In the rapidly evolving global landscape, a transformation is taking shape away from the spotlight of traditional politics. The advent of the information age is giving rise to a new social figure: the sovereign individual. This concept, central to the work “The Sovereign Individual,” outlines a future in which people with high cognitive abilities will be able to progressively free themselves from state control thanks to information technologies.
We are witnessing a paradigm shift in the sources of wealth. If in the industrial era prosperity derived mainly from the possession of physical resources – land, factories, machinery – or from unidirectional contractual capacity with the working masses, in the emerging information society it is ideas, innovation, and cognitive agility that represent the true capital.
Cyberspace is configured as the main arena of this silent revolution: a digital environment where individuals can operate anonymously, free from prejudices related to race, age, physical appearance, or social status. In this new territory, merit becomes the only relevant currency of exchange. Cryptography emerges as a fundamental tool of this autonomy, protecting privacy and digital assets from state interference, while the globalization of economic opportunities allows for overcoming traditional geographical boundaries.
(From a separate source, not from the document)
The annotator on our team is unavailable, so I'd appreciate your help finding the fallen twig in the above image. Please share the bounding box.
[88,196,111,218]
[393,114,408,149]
The most radical transformation concerns the relationship between the individual and the State. The “sovereign individuals” no longer consider themselves citizens subject to mandatory taxation, but clients who negotiate with governments or private entities to obtain protection services, paying exclusively for what they deem commensurate with the value received. This dynamic represents, according to the authors, an unprecedented liberation: for the first time in human history, individual talent can express itself fully, without the limitations imposed by oppressive bureaucracies, cultural discrimination, or territorial constraints.
In cyberspace, physical characteristics become irrelevant: “the ugly, the fat, the old, the disabled” compete on equal terms with “the young and the beautiful,” as virtual interactions neutralize prejudices based on appearance. This digital meritocracy promises to level the playing field like never before.
However, this vision also has a flip side. Access to this new “digital Olympus” will not be universal. Only those who possess adequate cognitive abilities, adaptability, and access to technologies will be able to aspire to the status of sovereign individual. Those who heavily depend on traditional state structures – from welfare systems to pensions, from union protections to subsidies – risk being excluded from this new global class.
The authors Davidson and Rees-Mogg use an effective mythological metaphor: sovereign individuals will inhabit a “digital Mount Olympus,” enjoying a sort of “diplomatic immunity” from the political and social disputes of the physical world. This social stratification is not presented in moral terms as good or bad, but as an inevitable consequence of technological evolution. It is indeed the new technologies, unpredictable and unplannable by their nature, that modify the social structure, conferring on the individual or, conversely, on the collective mass, greater or lesser capacity for self-determination.